# How to compute Jacobian matrix in PyTorch?

For one of my tasks, I am required to compute a forward derivative of output (not loss function) w.r.t given input X. Mathematically, It would look like this:
Which is essential a Jacobian of the output. It is different from backpropagation in two ways. First, we want derivative of network output not the loss function. Second, It is calculated w.r.t to input X rather than network parameters. I think this can be achieved in Tensorflow using `tf.gradients()`. How do I perform this op in PyTorch? I am not sure if I can use `backward()` function here.

Thanks

10 Likes

2 Likes

Hi, I think to this day the only way is to use grad function, but you will need to call it j times (once for each output). Unfortunately this requires many backward propagations and scales terribly with the output space of the function.

I have this exact same need, is there a different way to get the Jacobian of a function?

3 Likes

I came across a different solution which uses `backward` function. It’s all about playing with `backward`'s parameters. More information can be found here. I am still looking for a better solution, if it exists.

1 Like

Thank you saan77, but I am still unable to understand how it is possible to get the Jacobian with a single backward pass.

The `grad_tensors` argument of backward seems to work as a weighting mask for the `tensors` argument in the thread you posted.

I don’t want the gradient of my tensors to be accumulated at leaf nodes. I want to get the gradient of each of my tensors with respect to leaf nodes. Let’s say I have an image classifier, whose input has shape (batchsize, c, h, w) and its output has shape (batchsize, n_classes), I want the jacobian to have shape (batchsize, c, h, w, n_classes).

Did you manage to get something similar?

Yes, you need to call it n times, where n is the number of output nodes. I am not sure if there is a way to compute this in a single pass. `compute_jacobian` function of this script computes jacobian using `backward`.

I have the exact same issue. I need to compute jacobian many times, and it’s terribly slow to have that many backward passes.

The python Autograd library is much better for jacobian. I was thinking if I could do the same with pytorch.

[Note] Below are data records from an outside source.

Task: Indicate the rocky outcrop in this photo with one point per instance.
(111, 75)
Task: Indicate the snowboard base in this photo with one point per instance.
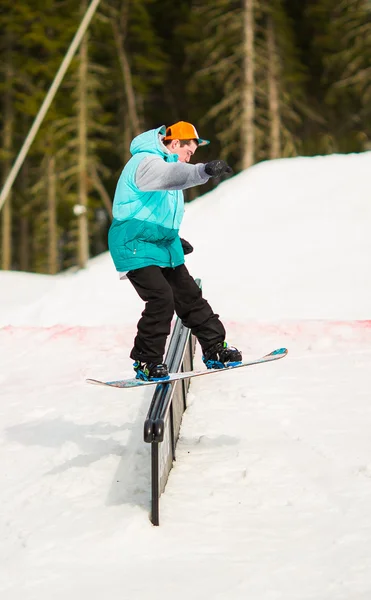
(133, 382)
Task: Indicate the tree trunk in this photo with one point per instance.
(248, 92)
(83, 252)
(274, 107)
(8, 129)
(24, 243)
(52, 218)
(119, 37)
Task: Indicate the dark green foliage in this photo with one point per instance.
(185, 62)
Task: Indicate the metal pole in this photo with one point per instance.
(47, 101)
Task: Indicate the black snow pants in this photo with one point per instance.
(163, 291)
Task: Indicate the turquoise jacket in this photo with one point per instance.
(145, 227)
(146, 219)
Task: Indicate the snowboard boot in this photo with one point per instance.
(221, 356)
(150, 371)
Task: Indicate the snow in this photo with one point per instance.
(270, 495)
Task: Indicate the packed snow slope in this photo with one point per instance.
(288, 239)
(271, 491)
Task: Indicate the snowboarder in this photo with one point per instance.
(146, 248)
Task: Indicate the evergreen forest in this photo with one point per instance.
(261, 79)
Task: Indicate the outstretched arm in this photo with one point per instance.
(153, 173)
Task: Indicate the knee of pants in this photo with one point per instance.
(163, 305)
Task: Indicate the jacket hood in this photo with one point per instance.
(149, 141)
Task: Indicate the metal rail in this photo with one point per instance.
(164, 417)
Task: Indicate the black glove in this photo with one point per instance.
(215, 168)
(187, 248)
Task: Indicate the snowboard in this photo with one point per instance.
(132, 382)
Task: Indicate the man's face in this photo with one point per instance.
(184, 153)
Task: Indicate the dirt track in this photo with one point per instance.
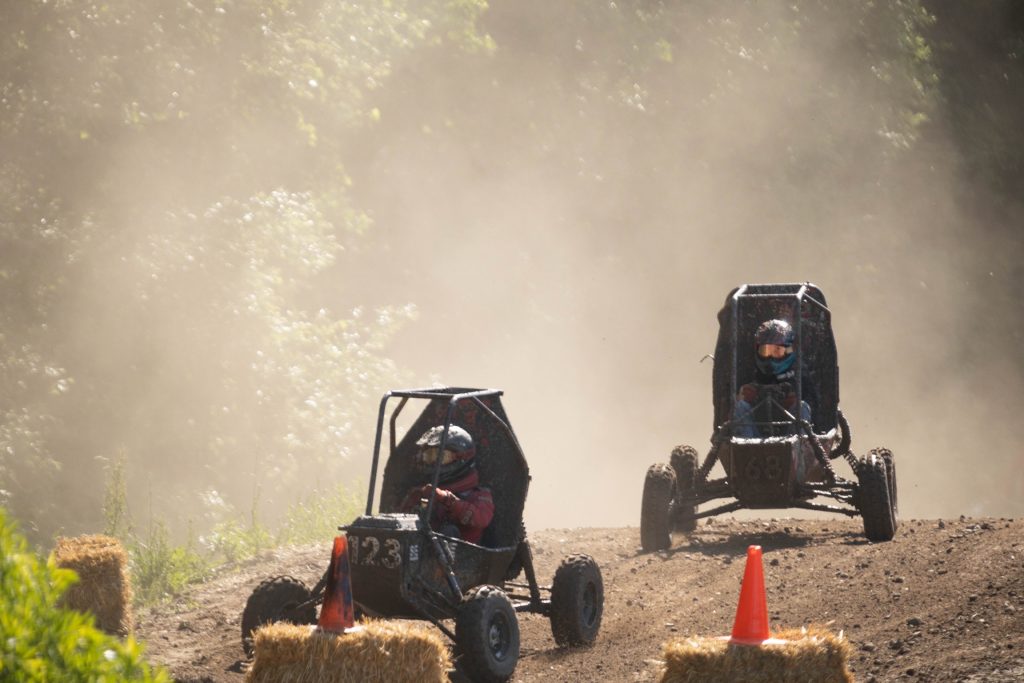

I hope they implement jacobian soon.

2 Likes

I guess it is related to “reverse-mode vs forward-mode”. As wikipedia Automatic_differentiation states, reverse-mode is more efficient for “tensor input scalar output” while forward-mode is more efficient for “scalar input tensor output”. That’s why machine learning library uses reverse-mode.

Jacobian matrix, however, is about “tensor input tensor output”. Not sure which way would be more efficient .

2 Likes

The following code will do the trick with a single call to backward, taking advantage of when the function takes batched inputs.

6 Likes

Interesting, I think it only works with input vectors, I don’t see a way to extend it to parameter vectors.

1 Like

This (verbose) post may help to explain how to do the reconstruction.

“Because `.backward()` requires gradient arguments as inputs and performs a matrix multiplication internally to give the output (see eq 4), the way to obtain the Jacobian is by feeding in a gradient input which accounts for that specific row of the Jacobian. This is done by providing a mask for the specific dimension in the gradient vector”

1 Like

@Suzyahyah 's linked post is from July 2018. Is there a more recent post on computing the end-to-end Jacobian of a network in PyTorch?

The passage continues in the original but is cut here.